2 Mart 2012 Cuma

68 MAYIS SERGİSİ ELEŞTİRİSİ




Ben bir 78’liyim.

68’lilere antipati duyarım. Daha 1988’de, darma duman olup, zihinsel ve kültürel konfüzyona ve regresyona girip, sisteme entegre olup, liboşlaşmışlardı.

78’lilere de antipati duyarım. 80 darbesinde payları yüksektir. Ben dahil, 1 milyon kişi işkence görürken, eli silah tutmuş, bu işin militanı 30.000 kişi Avrupa’ya kaçtı. Vatandaşlıklarını yitirdiler. Şimdilerde, geri gelip Türkiye’de solu kurtarmak derdindeler.

Ancak, tüm bunlara karşın 68’e antipati duymuyorum. Diğerleri özneler, burada tarih nesnelliği sözkonusu.

1998’de 68’in 30. yılı anılıyordu. ‘1968 Sonbaharında Almanya’ derleme filminde, herkes kahramanlık öyküleri peşindeyken, Fassbinder’in çırılpçıplak ortalıkta dolanıp, erkek sevgilisiyle ve annesiyle, o anki durumu tartıştıkları belgesel beni çok çarpmıştı: Annesi devlet otoritesini istiyordu. Aldılar da... ‘Baader-Meinhof’ üyeleri katledildi.

Bu 68 sergisi Fotoğrafevi’nde (Galatasaray Meydanı).

Fotoğrafları Bruno Barbey çekmiş. O zaman çektiği 200 rulo filmi (7.000’in üzerinde kare eder), şimdilerde 2 ciltlik bir kitap yapacakmış. Sergideki fotoğraflar, onlardan seçilmiş.

Serginin broşürü yok. Fotoğrafçının yazdığı uzun metin çok güzel.

En güzel saptamaları:

Bir: Chirac o zaman bakanmış, tıpkı bizim demirel gibi, 40 sene ülkesinin üzerine çöreklenip, 2007’de emekli oldu.

İki: Daniel John-Bendit gibi öğrenci bir lideri, sonradan önce Almanya, sonra AP milletvekili olmakta beis görmedi. 2 Almanya’nın birleşmesine de ses çıkarmadı. (Bu konuda, solcu Mitterand’ın gafı yutulur gibi değildir.) John-Bendit, o zaman fransız takılıyordu, şimdi alman takılıyor, çünkü 2 ülke arasında onlarca kez el değiştiren Alsace-Lorraine bölgesinde doğmuş.

Bizim 68’liler gibi, onlar da yiyip içip semirdiler.

İşçiler mi?

Onlar hala grev yapıyor.
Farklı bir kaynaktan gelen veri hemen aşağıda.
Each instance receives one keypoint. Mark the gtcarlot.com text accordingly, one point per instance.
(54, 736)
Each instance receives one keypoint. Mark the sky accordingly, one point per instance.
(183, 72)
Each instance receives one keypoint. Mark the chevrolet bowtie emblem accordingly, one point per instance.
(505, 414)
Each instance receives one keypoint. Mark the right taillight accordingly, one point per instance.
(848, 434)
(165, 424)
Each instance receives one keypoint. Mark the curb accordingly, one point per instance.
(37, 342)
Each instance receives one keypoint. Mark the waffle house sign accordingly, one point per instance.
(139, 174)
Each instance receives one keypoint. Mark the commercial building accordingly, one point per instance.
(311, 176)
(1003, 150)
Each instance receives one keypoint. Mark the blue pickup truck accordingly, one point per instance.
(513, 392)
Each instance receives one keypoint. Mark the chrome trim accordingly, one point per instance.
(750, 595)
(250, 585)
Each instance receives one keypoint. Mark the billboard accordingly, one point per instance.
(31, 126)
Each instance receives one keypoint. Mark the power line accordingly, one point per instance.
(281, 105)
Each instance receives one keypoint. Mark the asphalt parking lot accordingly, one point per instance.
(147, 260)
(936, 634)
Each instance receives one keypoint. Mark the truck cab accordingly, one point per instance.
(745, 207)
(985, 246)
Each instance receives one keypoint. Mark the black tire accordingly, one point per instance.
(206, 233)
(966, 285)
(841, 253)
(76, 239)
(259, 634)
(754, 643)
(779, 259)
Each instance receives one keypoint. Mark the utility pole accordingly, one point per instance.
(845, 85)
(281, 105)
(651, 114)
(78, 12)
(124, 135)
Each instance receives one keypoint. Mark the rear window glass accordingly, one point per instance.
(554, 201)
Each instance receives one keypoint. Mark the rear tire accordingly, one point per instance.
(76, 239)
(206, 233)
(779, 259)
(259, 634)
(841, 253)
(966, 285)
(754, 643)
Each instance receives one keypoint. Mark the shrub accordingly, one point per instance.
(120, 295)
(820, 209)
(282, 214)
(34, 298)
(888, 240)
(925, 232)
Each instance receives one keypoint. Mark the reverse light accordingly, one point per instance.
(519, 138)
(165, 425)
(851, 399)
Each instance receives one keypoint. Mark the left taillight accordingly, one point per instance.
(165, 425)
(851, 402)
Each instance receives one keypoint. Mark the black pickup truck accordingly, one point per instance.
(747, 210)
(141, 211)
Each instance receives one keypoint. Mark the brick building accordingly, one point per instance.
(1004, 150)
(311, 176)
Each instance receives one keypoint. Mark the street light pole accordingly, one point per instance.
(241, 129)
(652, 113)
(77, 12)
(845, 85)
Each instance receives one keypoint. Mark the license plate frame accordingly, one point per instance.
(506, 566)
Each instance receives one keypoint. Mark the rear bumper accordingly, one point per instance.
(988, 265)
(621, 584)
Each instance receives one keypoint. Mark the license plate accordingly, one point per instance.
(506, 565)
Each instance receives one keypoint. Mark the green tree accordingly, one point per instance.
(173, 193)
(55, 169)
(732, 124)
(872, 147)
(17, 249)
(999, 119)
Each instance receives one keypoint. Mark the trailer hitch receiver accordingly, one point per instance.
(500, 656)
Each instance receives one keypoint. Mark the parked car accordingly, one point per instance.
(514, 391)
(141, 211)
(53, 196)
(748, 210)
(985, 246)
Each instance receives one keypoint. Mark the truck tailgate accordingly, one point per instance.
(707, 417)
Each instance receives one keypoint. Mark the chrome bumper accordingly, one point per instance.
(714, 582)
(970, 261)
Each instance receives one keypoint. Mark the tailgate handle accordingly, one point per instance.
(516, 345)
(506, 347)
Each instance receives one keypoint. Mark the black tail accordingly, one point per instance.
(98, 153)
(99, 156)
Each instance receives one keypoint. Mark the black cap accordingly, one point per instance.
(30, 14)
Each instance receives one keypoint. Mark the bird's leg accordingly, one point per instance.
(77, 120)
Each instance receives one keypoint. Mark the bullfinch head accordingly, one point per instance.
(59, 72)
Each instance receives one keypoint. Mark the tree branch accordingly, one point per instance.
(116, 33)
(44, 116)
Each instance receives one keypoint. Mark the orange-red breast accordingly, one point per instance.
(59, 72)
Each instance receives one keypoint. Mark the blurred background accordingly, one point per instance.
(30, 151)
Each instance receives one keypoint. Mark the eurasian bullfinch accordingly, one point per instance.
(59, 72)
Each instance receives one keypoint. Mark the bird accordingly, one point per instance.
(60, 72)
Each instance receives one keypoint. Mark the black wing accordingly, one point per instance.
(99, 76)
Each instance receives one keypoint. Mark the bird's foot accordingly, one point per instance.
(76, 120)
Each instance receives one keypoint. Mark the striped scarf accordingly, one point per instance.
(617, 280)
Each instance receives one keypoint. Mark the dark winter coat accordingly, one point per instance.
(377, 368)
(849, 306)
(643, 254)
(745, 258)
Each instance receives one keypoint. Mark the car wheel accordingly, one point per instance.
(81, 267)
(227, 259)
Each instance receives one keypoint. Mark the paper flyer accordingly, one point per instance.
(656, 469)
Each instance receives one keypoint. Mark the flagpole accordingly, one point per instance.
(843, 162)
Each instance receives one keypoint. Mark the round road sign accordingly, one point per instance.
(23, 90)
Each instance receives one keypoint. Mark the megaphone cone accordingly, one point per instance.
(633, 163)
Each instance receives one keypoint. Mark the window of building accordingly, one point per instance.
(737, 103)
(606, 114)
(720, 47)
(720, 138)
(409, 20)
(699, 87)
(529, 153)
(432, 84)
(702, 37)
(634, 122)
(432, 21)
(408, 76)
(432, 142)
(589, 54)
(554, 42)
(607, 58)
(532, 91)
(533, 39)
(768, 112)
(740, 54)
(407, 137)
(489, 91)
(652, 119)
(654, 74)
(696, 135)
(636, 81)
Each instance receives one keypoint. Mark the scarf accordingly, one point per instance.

Sarkozy’nin gömdüğü sandığı ruhu hala yaşatıyorlar.

Onların da altında göçmen işçiler var, milyonlarca. Eski Fransa sömürgelerinden akın akın ülkeye göçüyorlar.

Asla toplumcu biri olmadım, kişilik yapıma uygun değil. Ancak, 20 (şimdiki 100) dolar maaşlı bir babanın 5 nüfuslu bir ailesine mensubum. Açlık nedir bilirim, yokluk nedir bilirim. Tulumbalı evde doğdum, bugün o kırmızı tulumbaları görmüş olan kaç kişi sağ acaba?
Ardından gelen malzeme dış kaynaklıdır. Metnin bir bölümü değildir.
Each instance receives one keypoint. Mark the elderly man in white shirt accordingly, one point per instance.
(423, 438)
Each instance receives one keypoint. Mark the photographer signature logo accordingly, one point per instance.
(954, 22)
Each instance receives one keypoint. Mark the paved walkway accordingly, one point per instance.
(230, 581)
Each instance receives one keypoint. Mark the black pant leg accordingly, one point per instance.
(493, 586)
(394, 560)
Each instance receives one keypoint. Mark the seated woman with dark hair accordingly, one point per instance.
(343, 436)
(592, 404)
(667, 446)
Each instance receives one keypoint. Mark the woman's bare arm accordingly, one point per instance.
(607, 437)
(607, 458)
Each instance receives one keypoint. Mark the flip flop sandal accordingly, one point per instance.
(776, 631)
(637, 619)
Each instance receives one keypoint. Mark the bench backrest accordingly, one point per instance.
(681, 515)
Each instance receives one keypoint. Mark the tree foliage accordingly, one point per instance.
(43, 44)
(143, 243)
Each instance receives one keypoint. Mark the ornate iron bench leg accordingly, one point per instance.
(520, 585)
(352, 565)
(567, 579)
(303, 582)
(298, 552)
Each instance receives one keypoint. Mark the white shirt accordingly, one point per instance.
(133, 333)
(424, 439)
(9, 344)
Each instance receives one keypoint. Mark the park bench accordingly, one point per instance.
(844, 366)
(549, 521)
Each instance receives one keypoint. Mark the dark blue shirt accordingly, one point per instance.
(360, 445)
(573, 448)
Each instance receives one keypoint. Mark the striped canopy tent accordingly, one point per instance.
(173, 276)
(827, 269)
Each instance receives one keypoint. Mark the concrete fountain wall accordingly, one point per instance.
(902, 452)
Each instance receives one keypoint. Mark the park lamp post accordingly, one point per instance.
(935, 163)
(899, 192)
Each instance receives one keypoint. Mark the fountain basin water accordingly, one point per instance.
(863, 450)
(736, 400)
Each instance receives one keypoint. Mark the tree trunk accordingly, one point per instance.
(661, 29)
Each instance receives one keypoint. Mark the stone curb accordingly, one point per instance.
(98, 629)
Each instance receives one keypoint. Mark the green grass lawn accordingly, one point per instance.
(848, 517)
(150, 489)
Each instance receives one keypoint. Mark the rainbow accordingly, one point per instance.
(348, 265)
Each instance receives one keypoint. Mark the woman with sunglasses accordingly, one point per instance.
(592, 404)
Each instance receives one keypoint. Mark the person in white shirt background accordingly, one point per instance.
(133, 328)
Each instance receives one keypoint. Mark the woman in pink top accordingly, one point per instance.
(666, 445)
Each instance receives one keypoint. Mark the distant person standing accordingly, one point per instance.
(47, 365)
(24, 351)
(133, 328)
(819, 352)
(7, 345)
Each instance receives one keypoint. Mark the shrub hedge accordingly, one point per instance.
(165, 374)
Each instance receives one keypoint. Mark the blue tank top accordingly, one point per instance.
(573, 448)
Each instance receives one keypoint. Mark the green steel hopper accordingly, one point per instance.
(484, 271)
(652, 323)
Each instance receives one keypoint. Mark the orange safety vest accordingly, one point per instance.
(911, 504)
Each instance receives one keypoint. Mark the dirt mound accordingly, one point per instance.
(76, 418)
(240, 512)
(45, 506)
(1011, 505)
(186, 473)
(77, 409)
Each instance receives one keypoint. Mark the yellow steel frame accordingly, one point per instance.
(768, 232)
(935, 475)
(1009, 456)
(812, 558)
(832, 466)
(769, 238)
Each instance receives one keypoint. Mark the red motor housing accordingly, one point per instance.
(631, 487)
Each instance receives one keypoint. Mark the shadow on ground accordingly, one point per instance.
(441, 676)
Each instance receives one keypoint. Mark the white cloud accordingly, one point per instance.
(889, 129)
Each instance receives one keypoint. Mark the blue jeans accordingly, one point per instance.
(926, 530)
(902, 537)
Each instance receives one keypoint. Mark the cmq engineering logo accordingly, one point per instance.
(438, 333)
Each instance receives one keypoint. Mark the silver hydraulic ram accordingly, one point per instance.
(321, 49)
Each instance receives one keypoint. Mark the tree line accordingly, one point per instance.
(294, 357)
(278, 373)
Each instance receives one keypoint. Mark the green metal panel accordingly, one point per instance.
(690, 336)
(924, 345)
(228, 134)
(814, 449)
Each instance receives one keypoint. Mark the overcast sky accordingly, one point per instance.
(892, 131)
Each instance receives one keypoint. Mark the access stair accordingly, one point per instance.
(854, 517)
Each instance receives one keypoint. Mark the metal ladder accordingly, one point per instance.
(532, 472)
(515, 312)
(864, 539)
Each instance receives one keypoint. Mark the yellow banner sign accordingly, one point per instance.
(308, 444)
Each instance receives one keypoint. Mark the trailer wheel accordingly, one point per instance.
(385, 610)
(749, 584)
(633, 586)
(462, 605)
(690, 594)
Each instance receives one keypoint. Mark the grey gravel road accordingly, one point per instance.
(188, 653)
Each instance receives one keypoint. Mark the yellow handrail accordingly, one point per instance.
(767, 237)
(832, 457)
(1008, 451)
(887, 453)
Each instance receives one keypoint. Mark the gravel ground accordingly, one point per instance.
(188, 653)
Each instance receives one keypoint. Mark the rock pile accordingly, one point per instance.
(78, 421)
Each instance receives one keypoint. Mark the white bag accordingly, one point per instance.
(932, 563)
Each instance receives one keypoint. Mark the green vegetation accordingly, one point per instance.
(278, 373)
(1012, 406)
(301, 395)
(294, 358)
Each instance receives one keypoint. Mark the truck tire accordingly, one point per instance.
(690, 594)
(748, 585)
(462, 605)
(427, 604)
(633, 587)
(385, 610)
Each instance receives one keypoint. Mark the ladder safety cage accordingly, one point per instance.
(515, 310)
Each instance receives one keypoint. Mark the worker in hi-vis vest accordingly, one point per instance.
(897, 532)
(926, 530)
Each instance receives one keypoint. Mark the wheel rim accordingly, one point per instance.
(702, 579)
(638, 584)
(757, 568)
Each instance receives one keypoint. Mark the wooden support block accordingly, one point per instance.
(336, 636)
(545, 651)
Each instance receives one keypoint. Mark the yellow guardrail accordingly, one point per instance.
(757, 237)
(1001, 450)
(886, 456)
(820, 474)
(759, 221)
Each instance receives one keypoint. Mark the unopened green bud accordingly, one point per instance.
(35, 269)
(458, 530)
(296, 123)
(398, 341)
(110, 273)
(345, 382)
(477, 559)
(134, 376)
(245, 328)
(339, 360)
O nedenle, devrimden yanayım. Devrimi işçiler yapacaksa, onlardan da yanayım. Ursula K. Le Guin’in dediğince, devrimin yapılamayacağını, olunabileceğini yaşayarak kanıtladım, artık kendim devrimim. Sahte devrimcilerin tükenmişliği, kompradorlara kendini satması, davayı bitirmez, bu Steinbeck’in deyimiyle, ‘bitmeyen kavga’dır.

Bugün, 3 darbe ve 3 liberalizmden sonra, işçi hakları sıfırlanmak üzere.

Ancak, bu böyle gitmez, sömürü devam etmez. 1848 kanıttır, 1949 kanıttır, 1968 kanıttır. Bu fotoğraf sergisi kanıttır. 2050’ye bekleriz.